Não sou a favor da política de Dilma e reconheço que o seu
governo acabou faz tempo, quando ela passou a se preocupar mais em
defender o cargo do que gerir o País. Também não me inspira sequer um
fio de otimismo alguém que chega ao poder como Temer chegou. Embora
eleito indiretamente, mas eleito, mesmo para os patamares políticos a
sua traição à presidente foi vergonhosa. Mais um exemplo do qual esta
Nação não precisa. Tarde, talvez comecemos a ter mais atenção aos
candidatos a este cargo, situação que os espectadores da série
certamente já analisam com mais interesse.
O problema que nos mantém
patinando na lama não é o afastamento de Dilma, mas a permanência dos
tantos que têm tanto a explicar, a exemplo da boa parte do time
ministerial de Temer, além do próprio. Prova que a "justiça" é feita
quando interessa, e não sempre que é necessária. Não dá pra ser
otimista.
Uma análise pertinente é a do jornalista Denis Russo
Burgierman, da revista Superinteressante (http://abr.ai/23NRVMN).
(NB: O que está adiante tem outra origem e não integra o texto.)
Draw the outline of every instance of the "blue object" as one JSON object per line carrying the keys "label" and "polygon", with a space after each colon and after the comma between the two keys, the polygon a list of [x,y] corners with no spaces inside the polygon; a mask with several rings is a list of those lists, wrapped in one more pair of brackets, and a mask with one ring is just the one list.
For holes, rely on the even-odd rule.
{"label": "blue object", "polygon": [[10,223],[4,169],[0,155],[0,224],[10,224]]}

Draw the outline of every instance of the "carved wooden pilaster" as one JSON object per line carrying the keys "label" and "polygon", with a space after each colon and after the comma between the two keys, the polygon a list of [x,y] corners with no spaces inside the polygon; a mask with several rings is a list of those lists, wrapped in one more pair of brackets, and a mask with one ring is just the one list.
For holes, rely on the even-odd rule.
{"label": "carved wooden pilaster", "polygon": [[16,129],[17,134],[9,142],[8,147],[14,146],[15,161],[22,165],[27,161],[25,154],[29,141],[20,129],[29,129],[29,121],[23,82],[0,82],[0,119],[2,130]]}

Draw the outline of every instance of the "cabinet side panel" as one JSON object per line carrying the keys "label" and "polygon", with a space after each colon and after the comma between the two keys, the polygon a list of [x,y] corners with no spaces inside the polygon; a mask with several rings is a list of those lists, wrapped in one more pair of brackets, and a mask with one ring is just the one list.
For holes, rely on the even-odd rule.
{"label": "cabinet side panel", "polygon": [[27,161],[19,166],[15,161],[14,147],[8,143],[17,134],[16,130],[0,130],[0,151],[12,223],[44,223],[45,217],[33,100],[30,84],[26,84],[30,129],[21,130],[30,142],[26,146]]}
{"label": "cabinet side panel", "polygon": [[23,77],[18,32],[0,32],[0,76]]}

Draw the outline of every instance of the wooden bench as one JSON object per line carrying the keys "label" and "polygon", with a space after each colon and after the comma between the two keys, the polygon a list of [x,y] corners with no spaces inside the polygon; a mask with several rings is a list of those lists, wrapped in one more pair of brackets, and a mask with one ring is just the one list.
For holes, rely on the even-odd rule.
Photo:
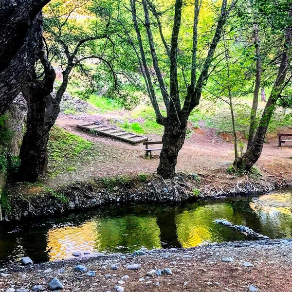
{"label": "wooden bench", "polygon": [[148,153],[150,154],[150,158],[152,158],[152,151],[162,150],[162,148],[148,148],[148,145],[156,145],[162,144],[162,141],[147,141],[143,142],[143,145],[145,145],[144,150],[146,151],[146,156],[148,156]]}
{"label": "wooden bench", "polygon": [[[282,143],[285,143],[285,142],[292,142],[292,134],[278,134],[278,137],[279,137],[279,147],[281,147]],[[292,137],[292,139],[287,139],[283,137]]]}

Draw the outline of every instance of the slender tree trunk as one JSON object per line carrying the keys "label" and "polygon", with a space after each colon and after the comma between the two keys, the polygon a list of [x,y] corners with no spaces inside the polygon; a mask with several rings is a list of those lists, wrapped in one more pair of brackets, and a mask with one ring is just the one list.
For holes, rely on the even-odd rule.
{"label": "slender tree trunk", "polygon": [[267,102],[267,99],[266,98],[266,92],[265,92],[265,89],[262,87],[260,91],[260,97],[261,100],[263,102]]}
{"label": "slender tree trunk", "polygon": [[157,168],[157,173],[164,179],[171,179],[175,175],[178,155],[184,143],[186,133],[186,122],[181,123],[180,124],[175,115],[166,118],[162,150]]}
{"label": "slender tree trunk", "polygon": [[[292,7],[290,8],[289,15],[292,17]],[[278,75],[266,104],[255,137],[246,152],[234,163],[234,167],[237,170],[249,171],[260,156],[270,121],[275,109],[277,101],[285,85],[285,80],[291,61],[290,53],[292,38],[292,26],[290,26],[286,30],[285,41]]]}
{"label": "slender tree trunk", "polygon": [[260,79],[261,76],[261,61],[260,59],[260,51],[259,47],[259,36],[258,35],[258,25],[257,23],[254,25],[254,34],[255,43],[256,44],[256,83],[254,90],[254,99],[251,111],[251,123],[250,125],[248,140],[247,142],[247,149],[248,149],[253,142],[256,130],[256,111],[258,104],[258,93],[260,88]]}

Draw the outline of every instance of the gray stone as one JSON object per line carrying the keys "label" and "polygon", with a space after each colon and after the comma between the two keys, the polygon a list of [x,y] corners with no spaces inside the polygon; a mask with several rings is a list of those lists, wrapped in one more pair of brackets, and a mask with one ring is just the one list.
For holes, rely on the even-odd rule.
{"label": "gray stone", "polygon": [[147,254],[145,252],[143,252],[143,251],[136,251],[132,254],[132,256],[146,256]]}
{"label": "gray stone", "polygon": [[85,273],[87,271],[87,268],[85,267],[85,266],[82,266],[82,265],[78,265],[78,266],[76,266],[75,268],[74,268],[74,271],[76,272],[83,272],[83,273]]}
{"label": "gray stone", "polygon": [[156,274],[156,271],[155,270],[151,270],[146,274],[146,275],[148,277],[154,277]]}
{"label": "gray stone", "polygon": [[68,206],[69,206],[69,208],[71,208],[71,209],[75,208],[75,204],[73,202],[69,202]]}
{"label": "gray stone", "polygon": [[32,288],[33,291],[36,291],[38,292],[38,291],[41,291],[42,290],[43,287],[41,285],[35,285]]}
{"label": "gray stone", "polygon": [[124,288],[122,286],[117,285],[114,287],[114,290],[117,292],[124,292]]}
{"label": "gray stone", "polygon": [[30,264],[33,263],[33,261],[30,257],[29,257],[28,256],[24,256],[21,258],[21,262],[24,265],[29,265]]}
{"label": "gray stone", "polygon": [[49,283],[48,289],[49,290],[54,291],[54,290],[63,289],[64,286],[58,279],[55,278]]}
{"label": "gray stone", "polygon": [[161,273],[163,275],[171,275],[172,274],[171,270],[170,270],[169,268],[164,268],[164,269],[163,269]]}
{"label": "gray stone", "polygon": [[221,260],[222,262],[225,263],[231,263],[234,261],[233,257],[225,257]]}
{"label": "gray stone", "polygon": [[93,277],[95,275],[95,272],[94,271],[90,271],[86,273],[86,275],[89,277]]}
{"label": "gray stone", "polygon": [[111,265],[111,266],[110,266],[110,270],[117,270],[119,268],[118,266],[117,266],[117,265],[113,264],[112,265]]}
{"label": "gray stone", "polygon": [[65,273],[65,270],[64,270],[64,269],[59,269],[59,270],[58,270],[58,271],[57,271],[57,273],[58,274],[63,274],[63,273]]}
{"label": "gray stone", "polygon": [[82,254],[81,254],[81,253],[73,253],[72,254],[73,256],[81,256],[82,255]]}
{"label": "gray stone", "polygon": [[258,289],[257,288],[257,287],[254,285],[250,285],[248,289],[251,292],[256,292],[256,291],[258,291]]}
{"label": "gray stone", "polygon": [[141,265],[134,264],[134,265],[128,265],[126,268],[128,270],[139,270],[141,267]]}
{"label": "gray stone", "polygon": [[245,267],[251,267],[254,266],[254,265],[253,265],[253,264],[251,264],[251,263],[250,263],[249,262],[245,262],[245,263],[243,263],[243,265]]}
{"label": "gray stone", "polygon": [[125,275],[125,276],[123,276],[121,279],[122,280],[127,280],[128,279],[129,279],[129,277],[128,275]]}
Ele
lembra que, em meio às asneiras, o principal não foi discutido na
votação dos deputados: os indícios sérios dos crimes de Dilma. E que o
País está cheio de ciclistas fiscais como ela, inclusive Temer que, "nos
curtos períodos em que substituiu a presidente em sua ausência, pedalou
três vezes mais que ela", e o próprio relator do processo de
impeachment no Senado, Antonio Anastasia, enquanto governador. Outro
adepto citado pelo jornalista é o governador paulista Geraldo Alckmin,
cujas pedaladas ultrapassariam R$ 300 milhões, "bem menos que os bilhões
de Dilma, mas crime igual". E atenta: "Se o Congresso quer seriamente
punir Dilma, é importante que se afirme com clareza a disposição de
punir de maneira equivalente todos os ciclistas fiscais, independente de
partido ou de taxa de popularidade".
Finalizo lamentando e
concordando com o roteiro da vida real: "Um processo ilegítimo para
punir um mandatário pelos seus processos ilegítimos não é um passo na
direção de um país melhor. Não contribui em nada para deixar nossas
instituições mais sólidas, justas e democráticas".